TitleA multilocus phylogenetic framework of the tribe Aeromachini (Lepidoptera: Hesperiidae: Hesperiinae), with implications for taxonomy and biogeography
Publication TypeJournal Article
Year of Publication2019
AuthorsHuang Z-F, Chiba H, Jin J, Kizhakke AG, Wang M, Kunte K, Fan X
JournalSystematic Entomology
Date Published01/2019

The Oriental tribe Aeromachini (Lepidoptera: Hesperiidae: Hesperiinae) is diverse and widespread, but its monophyly and circumscription remain unresolved. In this study, we inferred phylogenetic relationships within the tribe using two mitochondrial (16S and COI‐COII) and two nuclear genes (EF‐1α and Wingless) from 71 samples representing all of the known genera of Aeromachini (s.l.). Phylogenetic topologies obtained from two model‐based methods (maximum‐likelihood and Bayesian inference) were largely congruent, showing that Aeromachini was monophyletic. Many genera within Aeromachini were polyphyletic, especially Arnetta, Thoressa, Ampittia and Sovia. Based on these results, we propose a new classification consisting of 14 genera, of which two are newly described: Halpemorpha gen.n. and Praethoressa gen.n.

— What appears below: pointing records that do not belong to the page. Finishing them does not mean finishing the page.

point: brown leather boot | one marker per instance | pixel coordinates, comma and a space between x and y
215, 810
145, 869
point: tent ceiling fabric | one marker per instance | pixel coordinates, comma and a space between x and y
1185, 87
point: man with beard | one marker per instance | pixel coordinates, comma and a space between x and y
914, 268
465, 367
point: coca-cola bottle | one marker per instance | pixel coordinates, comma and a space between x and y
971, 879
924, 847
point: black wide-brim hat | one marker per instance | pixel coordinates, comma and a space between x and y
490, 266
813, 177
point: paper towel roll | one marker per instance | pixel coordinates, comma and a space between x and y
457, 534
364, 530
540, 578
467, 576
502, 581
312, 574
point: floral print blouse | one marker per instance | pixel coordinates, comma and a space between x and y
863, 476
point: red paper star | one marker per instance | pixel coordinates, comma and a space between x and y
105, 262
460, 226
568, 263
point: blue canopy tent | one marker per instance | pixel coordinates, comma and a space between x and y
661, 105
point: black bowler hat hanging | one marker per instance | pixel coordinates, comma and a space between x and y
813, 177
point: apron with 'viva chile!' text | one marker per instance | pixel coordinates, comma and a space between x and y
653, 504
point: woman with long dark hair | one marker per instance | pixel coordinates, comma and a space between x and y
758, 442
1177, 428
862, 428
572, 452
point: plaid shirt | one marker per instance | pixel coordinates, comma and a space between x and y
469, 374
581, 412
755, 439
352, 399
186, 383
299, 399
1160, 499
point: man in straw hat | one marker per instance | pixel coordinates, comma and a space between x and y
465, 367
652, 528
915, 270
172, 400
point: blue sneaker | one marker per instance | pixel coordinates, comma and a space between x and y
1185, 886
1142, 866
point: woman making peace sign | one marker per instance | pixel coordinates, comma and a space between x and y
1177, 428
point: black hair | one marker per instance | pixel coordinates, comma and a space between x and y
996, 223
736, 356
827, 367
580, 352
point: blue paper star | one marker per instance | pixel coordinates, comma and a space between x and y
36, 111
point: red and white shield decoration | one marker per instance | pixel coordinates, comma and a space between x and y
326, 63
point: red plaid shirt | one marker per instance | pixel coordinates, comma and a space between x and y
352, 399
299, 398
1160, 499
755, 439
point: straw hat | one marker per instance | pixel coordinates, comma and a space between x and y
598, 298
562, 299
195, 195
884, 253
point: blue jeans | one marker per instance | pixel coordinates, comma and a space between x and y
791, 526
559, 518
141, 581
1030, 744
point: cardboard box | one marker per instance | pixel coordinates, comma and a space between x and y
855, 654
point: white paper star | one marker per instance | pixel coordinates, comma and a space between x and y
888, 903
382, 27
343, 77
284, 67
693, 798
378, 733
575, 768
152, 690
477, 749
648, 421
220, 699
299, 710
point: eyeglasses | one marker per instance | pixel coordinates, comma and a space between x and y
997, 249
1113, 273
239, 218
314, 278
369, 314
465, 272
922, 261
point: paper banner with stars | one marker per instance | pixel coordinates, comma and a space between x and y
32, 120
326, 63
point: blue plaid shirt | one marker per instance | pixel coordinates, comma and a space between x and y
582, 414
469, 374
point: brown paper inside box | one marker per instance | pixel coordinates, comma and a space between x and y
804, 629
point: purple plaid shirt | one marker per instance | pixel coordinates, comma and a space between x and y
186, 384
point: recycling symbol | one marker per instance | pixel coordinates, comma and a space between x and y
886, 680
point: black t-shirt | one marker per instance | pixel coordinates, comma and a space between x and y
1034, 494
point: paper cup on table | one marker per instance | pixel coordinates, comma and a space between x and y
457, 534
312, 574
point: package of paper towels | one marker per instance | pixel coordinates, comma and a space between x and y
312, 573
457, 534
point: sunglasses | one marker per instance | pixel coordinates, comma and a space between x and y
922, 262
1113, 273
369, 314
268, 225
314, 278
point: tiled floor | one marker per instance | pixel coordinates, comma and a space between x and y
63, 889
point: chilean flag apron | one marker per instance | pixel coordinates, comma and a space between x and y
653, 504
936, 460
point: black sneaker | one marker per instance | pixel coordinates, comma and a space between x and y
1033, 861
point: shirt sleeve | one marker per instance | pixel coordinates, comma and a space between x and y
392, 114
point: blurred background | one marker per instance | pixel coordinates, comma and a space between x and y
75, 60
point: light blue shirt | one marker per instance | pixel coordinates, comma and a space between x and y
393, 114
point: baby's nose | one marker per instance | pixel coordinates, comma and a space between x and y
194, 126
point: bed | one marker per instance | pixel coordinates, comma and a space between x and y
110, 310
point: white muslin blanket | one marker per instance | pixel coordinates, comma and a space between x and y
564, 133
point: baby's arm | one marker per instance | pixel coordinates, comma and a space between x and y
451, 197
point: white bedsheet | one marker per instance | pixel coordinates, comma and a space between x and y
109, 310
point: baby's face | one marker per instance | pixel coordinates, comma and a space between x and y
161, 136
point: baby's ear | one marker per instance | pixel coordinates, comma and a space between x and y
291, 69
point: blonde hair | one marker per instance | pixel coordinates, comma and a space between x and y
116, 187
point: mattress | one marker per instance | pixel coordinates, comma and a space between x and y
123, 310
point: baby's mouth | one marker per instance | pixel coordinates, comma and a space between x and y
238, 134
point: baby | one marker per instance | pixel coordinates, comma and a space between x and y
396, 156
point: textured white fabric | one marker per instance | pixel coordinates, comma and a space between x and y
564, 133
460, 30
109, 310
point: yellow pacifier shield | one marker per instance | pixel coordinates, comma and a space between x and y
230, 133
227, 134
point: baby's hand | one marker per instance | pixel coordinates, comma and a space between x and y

Ampittia and Ochus are restructured, with: (i) Ampittia nana and Ampittia dalailama moved to Aeromachus, (ii) new combinations proposed for the remaining Ampittia species, and (iii) a new combination, Ampittia subvittatus comb.n., proposed. The Oriental members of the genus Arnetta belong to this tribe, but the African Arnetta hyposticta was found to be embedded into the outgroup and closely related to Isoteinon. We propose that hyposticta be reinstated in the genus Galerga Mabille, along with two other African species (fito and ellipsis). Thoressa is polyphyletic, with three distinct lineages. The type species Thoressa masoni forms a clade closely related to the sister genera Sebastonyma and Parasovia. We thus describe Praethoressa gen.n. to include the species varia (formerly of Thoressa), and transfer the remaining Thoressa to Pedesta, which is confirmed as a valid genus. Although the relationships of some genera remained unsolved in our work, the present phylogenetic hypothesis will serve as a reference for further studies. A secondary calibration was used to estimate the divergence time, which indicated that the diversification of Aeromachini started in the late Eocene and early Oligocene (c. 34.22 Ma). Further, ancestral range estimates indicated that the common ancestor of Aeromachini originated in Southeast Asia. Diversification in situ and range expansion to adjacent areas have played essential roles in the evolution of Aeromachini, but founder‐event speciation and vicariance also have likely been important factors in shaping the biogeographical history of this tribe.